障害の程度

障害年金の受給要件の内、必須とされる障害認定基準ですが、その基準や規定は各症状ごとに異なる為全てをここで紹介するわけにはいきません。障害認定基準は障害等級1~3級と障害手当金に分けられ、1級は1~11号、2級は1~17号、3級は1~14号、障害手当金は1~22号に細かく分けられています。それら一つ一つに条件が付けられ、例えば1級の6号は、両下肢の機能に著しい障害を有するものとされています。

こうした細かく厳格な基準を持って、障害年金の受給要件は成り立っているのです。ですが、3級の13号に精神又は神経系統に労働が著しい制限を受けるか、または労働に著しい制限を加える事を必要とする程度の障害を残すもの、というものがありますが、2級16号には精神の障害であって、前各号と同等以上と認められる程度のもの、という物があります。

この同等以上と認められる程度のもの、と言うのは明確な基準があるとは思えませんし、障害の程度や辛さは本人にしか分からないという所も在るでしょう。ですので、現在等級が付けられている方であっても申請することによって等級が変わる可能性も大いにあり得ます

複雑で分かりにくい制度ではありますが、等級関連の問題を除けば受給に必要な事はいたってシンプルです。個人での申請作業に限界を感じた場合は障害年金の申請サポートをしてくれる専門知識をもった保険労務士などを頼ることを検討してみても良いかもしれません。
どちらにせよ、今現在健康であるという方も一寸先に何があるかは分かりません。もしもの時の為にも年金の支払いは必ず済ませましょう。

初診日が基準となる

障害年金の受給要件の内、保険料の一定額以上の納付が必要という物ですが、これは20歳前の方は満たすことが出来ません。保険料の納付義務が発生するのは成人してからになるので条件である保険料の一定額以上の納付がどうしても受けられなくなるのです。ですので、こうした場合は特例として年金保険料を収めていなくとも障害年金を受け取ることができる事になります。

ただし、障害年金の請求で大切になるのは発症したのがいつか、ではなく、初診日はいつか、という事になりますので、この制度を利用する場合は20歳以前に初診日があるのかどうか入念に調べる必要があります。

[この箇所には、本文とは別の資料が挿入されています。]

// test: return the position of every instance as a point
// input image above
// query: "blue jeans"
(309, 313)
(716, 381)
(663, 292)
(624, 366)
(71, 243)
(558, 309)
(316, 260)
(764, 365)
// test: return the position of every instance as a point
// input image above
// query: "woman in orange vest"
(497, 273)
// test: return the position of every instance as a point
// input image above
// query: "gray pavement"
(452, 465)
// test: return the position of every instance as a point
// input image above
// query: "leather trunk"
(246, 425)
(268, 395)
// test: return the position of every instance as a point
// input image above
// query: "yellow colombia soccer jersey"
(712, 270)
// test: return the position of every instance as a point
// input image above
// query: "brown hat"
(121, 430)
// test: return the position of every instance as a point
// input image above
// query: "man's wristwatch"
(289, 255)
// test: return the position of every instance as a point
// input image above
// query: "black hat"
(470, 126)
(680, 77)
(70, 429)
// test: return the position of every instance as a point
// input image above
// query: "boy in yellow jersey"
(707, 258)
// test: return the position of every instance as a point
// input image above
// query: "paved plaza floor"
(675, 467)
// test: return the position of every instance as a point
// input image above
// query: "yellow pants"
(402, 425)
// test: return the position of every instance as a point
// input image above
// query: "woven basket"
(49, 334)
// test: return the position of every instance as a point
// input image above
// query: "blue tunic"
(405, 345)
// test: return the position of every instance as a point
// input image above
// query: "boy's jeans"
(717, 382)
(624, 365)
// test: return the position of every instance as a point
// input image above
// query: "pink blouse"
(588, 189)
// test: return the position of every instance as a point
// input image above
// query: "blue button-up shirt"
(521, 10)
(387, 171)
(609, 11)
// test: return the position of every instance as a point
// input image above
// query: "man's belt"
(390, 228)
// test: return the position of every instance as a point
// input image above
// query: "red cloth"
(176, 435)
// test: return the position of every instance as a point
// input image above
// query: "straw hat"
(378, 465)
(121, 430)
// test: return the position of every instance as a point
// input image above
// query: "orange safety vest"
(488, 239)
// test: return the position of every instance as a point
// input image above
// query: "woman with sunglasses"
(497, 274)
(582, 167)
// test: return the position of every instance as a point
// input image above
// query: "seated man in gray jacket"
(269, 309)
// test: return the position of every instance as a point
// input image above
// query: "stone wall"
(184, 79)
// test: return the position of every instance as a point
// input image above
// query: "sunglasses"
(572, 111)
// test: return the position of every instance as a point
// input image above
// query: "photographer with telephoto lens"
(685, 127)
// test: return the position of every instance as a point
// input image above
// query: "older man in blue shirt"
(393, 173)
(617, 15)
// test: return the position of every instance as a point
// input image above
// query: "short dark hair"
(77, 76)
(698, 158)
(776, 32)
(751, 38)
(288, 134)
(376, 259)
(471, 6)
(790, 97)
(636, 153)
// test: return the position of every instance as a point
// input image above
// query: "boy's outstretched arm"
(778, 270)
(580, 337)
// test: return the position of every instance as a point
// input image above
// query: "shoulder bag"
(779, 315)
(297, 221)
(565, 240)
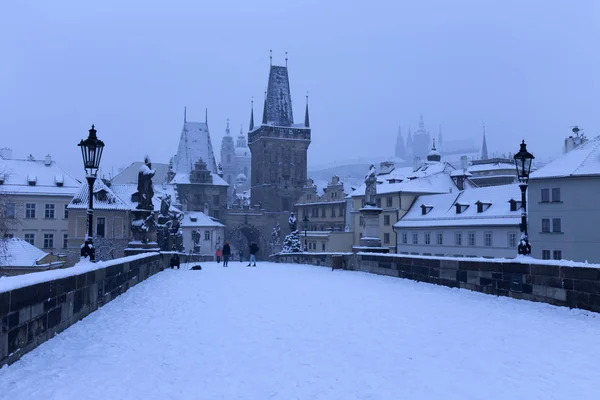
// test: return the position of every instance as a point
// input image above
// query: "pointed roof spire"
(484, 154)
(251, 114)
(400, 148)
(306, 120)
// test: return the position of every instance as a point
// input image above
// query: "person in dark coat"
(226, 254)
(253, 251)
(174, 262)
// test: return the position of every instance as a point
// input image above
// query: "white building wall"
(500, 246)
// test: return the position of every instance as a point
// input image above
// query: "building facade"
(562, 206)
(476, 222)
(35, 195)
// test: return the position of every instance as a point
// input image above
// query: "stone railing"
(35, 307)
(562, 283)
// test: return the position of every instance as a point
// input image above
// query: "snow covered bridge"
(286, 331)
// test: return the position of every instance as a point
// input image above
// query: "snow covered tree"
(291, 243)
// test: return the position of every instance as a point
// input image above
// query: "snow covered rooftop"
(19, 253)
(442, 210)
(194, 219)
(194, 144)
(36, 177)
(583, 160)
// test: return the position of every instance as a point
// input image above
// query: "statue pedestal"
(370, 241)
(144, 233)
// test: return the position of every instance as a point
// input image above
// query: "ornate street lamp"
(91, 151)
(523, 161)
(305, 223)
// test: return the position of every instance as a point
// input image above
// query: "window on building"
(48, 240)
(556, 225)
(10, 210)
(458, 239)
(30, 210)
(545, 195)
(545, 254)
(487, 239)
(557, 254)
(49, 211)
(30, 238)
(512, 239)
(545, 224)
(471, 238)
(100, 226)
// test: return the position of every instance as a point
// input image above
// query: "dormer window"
(59, 180)
(460, 208)
(514, 205)
(31, 180)
(483, 205)
(425, 209)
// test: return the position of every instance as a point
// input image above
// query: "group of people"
(225, 252)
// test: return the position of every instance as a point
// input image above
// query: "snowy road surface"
(303, 332)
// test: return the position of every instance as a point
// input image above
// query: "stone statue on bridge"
(371, 187)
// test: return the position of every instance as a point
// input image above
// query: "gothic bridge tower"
(279, 148)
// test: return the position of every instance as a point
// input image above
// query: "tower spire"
(251, 115)
(484, 154)
(265, 109)
(306, 120)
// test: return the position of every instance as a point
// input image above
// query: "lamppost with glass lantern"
(91, 151)
(305, 223)
(523, 161)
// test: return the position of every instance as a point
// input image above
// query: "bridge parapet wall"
(561, 283)
(37, 306)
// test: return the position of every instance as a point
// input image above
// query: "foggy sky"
(527, 69)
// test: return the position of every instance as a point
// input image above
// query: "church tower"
(228, 160)
(279, 148)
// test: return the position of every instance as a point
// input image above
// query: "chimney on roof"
(6, 153)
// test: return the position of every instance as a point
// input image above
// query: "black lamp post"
(523, 161)
(91, 151)
(305, 223)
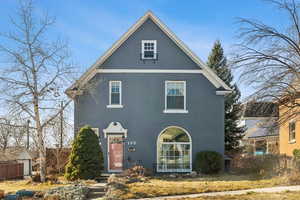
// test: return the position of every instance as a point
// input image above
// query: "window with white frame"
(175, 95)
(115, 93)
(292, 131)
(174, 151)
(149, 49)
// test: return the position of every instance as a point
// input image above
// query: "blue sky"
(91, 26)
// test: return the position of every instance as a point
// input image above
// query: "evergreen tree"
(233, 108)
(86, 158)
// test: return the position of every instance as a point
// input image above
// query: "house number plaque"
(131, 142)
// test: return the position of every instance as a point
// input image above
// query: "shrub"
(209, 162)
(86, 158)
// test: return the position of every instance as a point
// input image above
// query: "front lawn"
(15, 185)
(178, 186)
(252, 196)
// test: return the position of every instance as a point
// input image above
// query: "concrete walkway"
(236, 192)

保険料納付についての詳しい条件は、初診日の属する月の先々月までの加入期間において、保険料の納付月数と免除月数の合算が3分の2以上である事、または、初診日の属する月の先々月までの過去一年間に滞納がない事、となります。基本的には2つ目の条件が満たされているかを確認し、それに問題があった場合は最初の条件に付いて検討する、という流れになるでしょう。

仮に初診日が未納状態であったとしても、過去に支払ってきていた、若しくは免除の手続きを行っていれば給付を受ける事が出来ます。逆に言えばそれらの年金の支払いや手続きをしっかりと行っていなければ、如何に障害認定基準をクリアしていても障害年金を受領する事は出来なくなります。